Сиятельная дама Кирстен говорила мужу: «Теперь вы ищете ссоры с Папой Римским?»
Она устала смотреть, как он вечно навлекает на себя все новые беды. Ему неймется, жаловалась она мне, можно подумать, что он ненавидит мир и благополучие, добытые такой дорогой ценой, но на этот раз она из любви к детям не позволит ему все погубить.
Кирстен описала мне их прощание со старшим сыном, чтобы вырвать у меня какое-никакое пророчество, хотя таковое с тем же успехом могла бы изречь и сама. Я не смог присутствовать при отъезде Тюге в Александрию. В доме Курца вечно толпились иностранные послы, советники, члены семьи Тенгнагеля, набежавшие сюда в ожидании свадьбы, и я ночевал у старого портного Прокопа.

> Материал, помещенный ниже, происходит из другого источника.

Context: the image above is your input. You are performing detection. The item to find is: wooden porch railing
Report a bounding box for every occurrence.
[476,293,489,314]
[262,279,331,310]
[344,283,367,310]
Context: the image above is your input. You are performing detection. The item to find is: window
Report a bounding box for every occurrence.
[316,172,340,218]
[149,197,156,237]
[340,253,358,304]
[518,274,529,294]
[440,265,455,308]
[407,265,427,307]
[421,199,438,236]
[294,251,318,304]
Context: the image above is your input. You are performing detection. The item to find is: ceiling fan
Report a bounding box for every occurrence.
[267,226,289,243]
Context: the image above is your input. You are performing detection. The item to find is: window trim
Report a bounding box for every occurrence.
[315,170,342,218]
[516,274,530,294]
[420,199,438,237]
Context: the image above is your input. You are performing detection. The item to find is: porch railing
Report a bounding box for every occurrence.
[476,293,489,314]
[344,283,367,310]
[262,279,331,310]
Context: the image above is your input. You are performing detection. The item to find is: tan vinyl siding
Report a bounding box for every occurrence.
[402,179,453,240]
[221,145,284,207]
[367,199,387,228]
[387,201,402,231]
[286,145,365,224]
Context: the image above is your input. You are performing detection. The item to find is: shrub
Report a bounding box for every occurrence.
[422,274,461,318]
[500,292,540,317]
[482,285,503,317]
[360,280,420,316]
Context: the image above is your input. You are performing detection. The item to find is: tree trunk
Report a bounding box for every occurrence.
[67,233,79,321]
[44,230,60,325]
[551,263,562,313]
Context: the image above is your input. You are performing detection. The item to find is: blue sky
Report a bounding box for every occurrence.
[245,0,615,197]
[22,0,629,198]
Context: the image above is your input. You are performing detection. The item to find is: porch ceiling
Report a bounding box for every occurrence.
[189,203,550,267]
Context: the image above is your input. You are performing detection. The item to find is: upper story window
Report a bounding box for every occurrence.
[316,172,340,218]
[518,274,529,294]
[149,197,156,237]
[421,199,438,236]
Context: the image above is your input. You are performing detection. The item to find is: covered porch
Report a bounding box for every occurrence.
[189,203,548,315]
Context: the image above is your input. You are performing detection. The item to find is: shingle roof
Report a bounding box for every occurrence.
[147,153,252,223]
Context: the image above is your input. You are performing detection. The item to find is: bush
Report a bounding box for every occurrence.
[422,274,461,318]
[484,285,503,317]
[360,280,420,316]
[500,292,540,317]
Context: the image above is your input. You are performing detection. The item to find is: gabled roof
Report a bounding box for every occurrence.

Я предпочитал его ложе замковым коридорам, где мне приходилось прятаться, когда там кишели посторонние.
«Когда Тюге уезжал, — сказала она мне, — отец и сын так смотрели друг на друга, словно им не суждено больше увидеться».
Она описала мне, какое у кого было лицо, когда пришел час разлуки. Сеньор хотел обнять Тюге, но сын уклонился, резко, будто конь, сбросивший узду.
— Разве мне нужно быть колдуном, чтобы знать, кто из двоих жаждет помощи? — сказал я.
— О чем ты толкуешь?
— Я говорю об отце.
— Чего же бояться моему супругу? Он никогда не знал более благоприятного времени для своих замыслов.
На этот раз я ни слова не ответил.
За два дня до того я навестил Гайека, мы пришли к нему вместе с портным Прокопом, последний был почти ровесником хозяина дома.
Старый алхимик сидел у окна. Его исхудавшие руки бессильно лежали на коленях. Раскрытые длиннопалые ладони с серыми ногтями, казалось, отпускали дыхание жизни на волю, будто птицу, слишком долго просидевшую в клетке, и он, как я сейчас, взглядом следил за ее кружением среди древесных крон, спрашивая себя, когда она отважится улететь за ограду двора.
«У твоего господина Браге, — проговорил он, задыхаясь, — в этом городе есть могущественные недруги. По его вине император отлучил прежнего канцлера от должности. Он изгнал капуцинов, он истощил казну и в довершение всего не поладил с Папой. Если с Тихо Браге случится какая-нибудь беда, Бернгард Прокоп тебя либо спрячет, либо выдаст в зависимости от того, что будет тебе грозить».
Тень заботы, омрачившая чело Прокопа, дала мне не только понять, что Гайек умирает, но и догадаться, что сеньор Браге не ведает, сколь велика ненависть, которую он навлек на себя. Старый портной часто видел и слышал то, что было скрыто от других, ибо он одевал многих знатных господ. Если семейство Браге заказало ему множество свадебных одеяний, то и Минцквичи, и Розенберги, и Тенгнагель Ван Кемп поступали так же. В его мастерской день и ночь трудились одиннадцать закройщиков и шестеро слуг.
В то время Прокоп часто брал меня с собой в дом Курца, где мне в глазах гостей моего хозяина легко было сойти за портновского подручного, каковым я и стал. Моя память на числа вызывала изумление: я запоминал и размеры воротника, и окружность брюха заказчика, не забывал ни длину его ног, ни расстояние от паховой складки до колена. Бернгард Прокоп твердил мне, что секреты его ремесла — не в ухищрениях, а в знании природы, чьему примеру надлежит следовать во всем. Это он научил меня сочетать краски одежды, подражая цветам птичьего оперения. Сходство человеческих существ с крылатыми тварями особенно поразило меня на Часовом рынке, где он покупал соек, соколов и куропаток, там еще рядом Теинский собор. Всем моим искусством я обязан его наставлениям, да еще своей памяти, хранящей все переливы в оперении экзотических птиц, виденных у Софии Браге, — только поэтому я смог ввести при дворе моду на яркие сочетания цветов. Вот к чему сводятся все мои заслуги в портняжном деле.